I’ve already told you that we may have to get creative with some of these posts. Which is fine, because nobody is actually reading this stuff anyway. (Given the lack of baseball, it’s probably not surprising that both blog stats and podcast downloads are in the tank.) Occasionally, I may have to dip into the archives and either rerun a post or find a place where I was wrong (very, very easy) or right (much harder) and talk about it.
Today, for our biblical 40 days of siege, I’m rerunning the first ever post at my blog. July 14, 2007 I fired up WordPress, picked out a name, and pounded out this. The rest is (some sort of history). Enjoy the flashback.
The best thing about the All-Star Break, in some regards, is that it gives fans a chance to sit back, look over things, and decide that maybe things aren’t that bad. When you go four days without a chance for a crushing loss, things start to look better than maybe they should.
There was a good bit of optimism building in at least some corners of Cardinal Nation. We looked at the fact that Chris Carpenter would be back in a few days, that David Eckstein would be activated Friday and that Jim Edmonds didn’t seem to be far behind and thought perhaps the cavalry was coming after all. 7.5 games back is tough to make up, but the Brewers did strike a lot of people as playing over their heads and, well, Cardinal Nation always has trouble taking the Cubs seriously. No one was calling Busch Stadium and asking about playoff tickets, but the odds seemed a little better than the 3% Baseball Prospectus was giving them based on simulations.
However, when the games left the papers, the internet sites, the blogs and returned to the grassy fields of reality, our gonfolan bubble was pricked faster than you could say “starting pitcher, Kip Wells.” With the improvement that Wells had shown in the bullpen, some fans, and I’d probably include myself in that number, were cautiously optimistic that he had learned something and would at least acquit himself decently being put back into the rotation.
That thought lasted all of about two batters. By the end of the first inning, the Phillies had seven hits, five runs, Wells had made an error and basically the evening was over. Whether the same could be said about the second half might still be in question, but you’ll find a lot fewer people on the “We can do it!” bandwagon this night.

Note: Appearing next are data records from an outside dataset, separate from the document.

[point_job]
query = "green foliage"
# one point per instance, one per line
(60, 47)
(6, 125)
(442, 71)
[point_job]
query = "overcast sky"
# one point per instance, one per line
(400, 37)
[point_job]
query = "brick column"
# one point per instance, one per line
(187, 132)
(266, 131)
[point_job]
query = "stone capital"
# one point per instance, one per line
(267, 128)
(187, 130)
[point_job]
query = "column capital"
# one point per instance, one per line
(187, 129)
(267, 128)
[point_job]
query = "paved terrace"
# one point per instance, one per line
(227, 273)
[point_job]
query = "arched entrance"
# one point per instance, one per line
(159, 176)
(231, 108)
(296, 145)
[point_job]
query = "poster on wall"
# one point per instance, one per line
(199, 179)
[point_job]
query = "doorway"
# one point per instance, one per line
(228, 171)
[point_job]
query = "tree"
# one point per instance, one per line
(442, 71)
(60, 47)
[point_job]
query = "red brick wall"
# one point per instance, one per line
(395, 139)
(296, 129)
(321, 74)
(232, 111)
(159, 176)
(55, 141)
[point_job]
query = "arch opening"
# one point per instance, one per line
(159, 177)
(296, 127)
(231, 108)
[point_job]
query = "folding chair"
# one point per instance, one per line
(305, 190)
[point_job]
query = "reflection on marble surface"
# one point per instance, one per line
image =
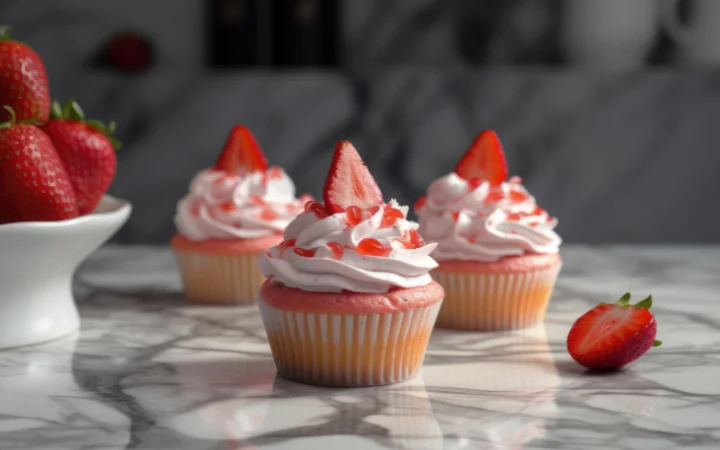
(148, 371)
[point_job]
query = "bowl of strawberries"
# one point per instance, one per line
(55, 168)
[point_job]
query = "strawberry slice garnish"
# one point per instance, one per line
(349, 182)
(610, 336)
(484, 160)
(241, 153)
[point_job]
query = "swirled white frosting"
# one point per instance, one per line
(484, 223)
(229, 206)
(326, 272)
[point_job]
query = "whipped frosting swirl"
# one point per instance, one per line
(221, 205)
(484, 222)
(328, 271)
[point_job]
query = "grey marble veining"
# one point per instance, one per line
(615, 158)
(148, 371)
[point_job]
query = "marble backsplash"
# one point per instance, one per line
(617, 158)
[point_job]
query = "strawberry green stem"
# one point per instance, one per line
(72, 111)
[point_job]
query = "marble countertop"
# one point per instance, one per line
(148, 371)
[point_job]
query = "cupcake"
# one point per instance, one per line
(349, 300)
(497, 250)
(234, 212)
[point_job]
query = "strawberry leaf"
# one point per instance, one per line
(645, 304)
(56, 110)
(98, 126)
(76, 113)
(624, 300)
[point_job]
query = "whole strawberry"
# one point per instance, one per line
(34, 185)
(87, 150)
(23, 81)
(610, 336)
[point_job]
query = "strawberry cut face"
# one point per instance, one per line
(610, 336)
(241, 153)
(349, 182)
(484, 160)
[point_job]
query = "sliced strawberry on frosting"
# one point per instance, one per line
(484, 160)
(241, 153)
(349, 182)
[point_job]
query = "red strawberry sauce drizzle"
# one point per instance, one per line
(304, 252)
(317, 208)
(336, 249)
(372, 247)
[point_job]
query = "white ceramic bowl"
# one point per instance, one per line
(37, 263)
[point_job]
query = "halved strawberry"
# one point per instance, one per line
(610, 336)
(349, 182)
(241, 153)
(484, 159)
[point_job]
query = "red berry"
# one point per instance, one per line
(354, 215)
(336, 249)
(517, 196)
(372, 247)
(390, 216)
(416, 240)
(494, 196)
(371, 211)
(349, 182)
(304, 252)
(241, 153)
(34, 185)
(275, 172)
(227, 206)
(484, 159)
(87, 149)
(268, 214)
(475, 182)
(610, 336)
(23, 81)
(404, 241)
(288, 243)
(316, 208)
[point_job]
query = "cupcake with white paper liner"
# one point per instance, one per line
(349, 300)
(234, 212)
(498, 253)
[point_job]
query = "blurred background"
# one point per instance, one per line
(608, 109)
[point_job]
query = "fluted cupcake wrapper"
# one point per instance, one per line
(348, 350)
(220, 278)
(495, 301)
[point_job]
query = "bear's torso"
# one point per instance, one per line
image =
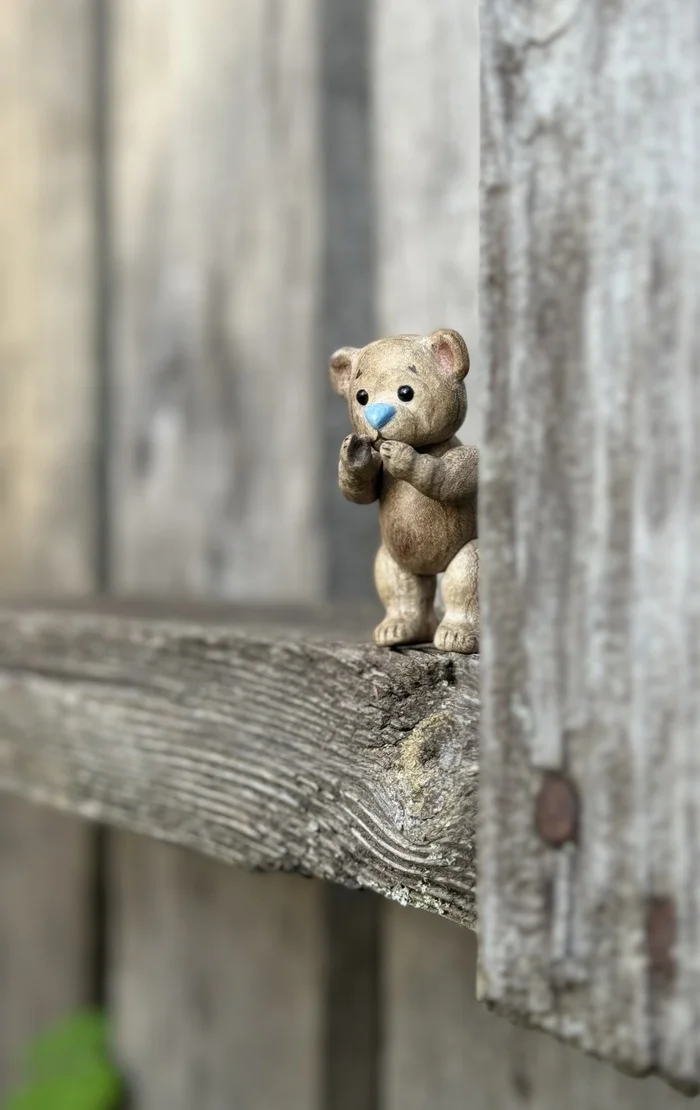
(422, 534)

Basically the only highlight this evening was the ending of Albert Pujols’s homerless streak, one that had stretched to a career high 22 games and 77 at-bats. Pujols has been swinging the bat fairly well, just not getting it over the fence. As one commenter at VEB put it, “How cool is it that when Pujols is going bad he’s Tony Gwynn instead of Ted Williams?” After all the talk a few years ago when Bobby Abreu lost his power after the Home Run Derby, it’d be nice to think that AP participating this year would have the opposite affect and get him jump started. We’ll see in the next few days, I guess.
And then, to make matters worse, we have this headline: “Carpenter Experiences Setback in Rehab.” Not at all what you want to hear, especially when it is accompanied by the words “swelling” and “stiffness”. The surgery was supposed to take care of that problem, so having it flare up again is ominous, in my decidedly non-medical opinion. At the best, it looks like it’ll be August before we see him in St. Louis, and my gut feeling is he’s done for the year. I don’t know if it’ll take another surgery or what, but he’s still not right, and the Cards really need him to be right for 2008.
So what it all comes down to that everything is not quite all right. And, most likely, it’s not going to be for a while.
Tomorrow, the Cardinals try again to hang historic loss #10,000 on the Phillies. In the past, they’ve been pretty good with milestones–ask Roger Clemens–so maybe at least before the Cardinals pack up for Florida they’ll be able to win one. Fairly new Cardinal Mike Maroth takes the mound in an afternoon game that’ll be televised on Fox. Though if it’s not any better than tonight, they may have the FCC on them for vulgar and indecent programming during family viewing times.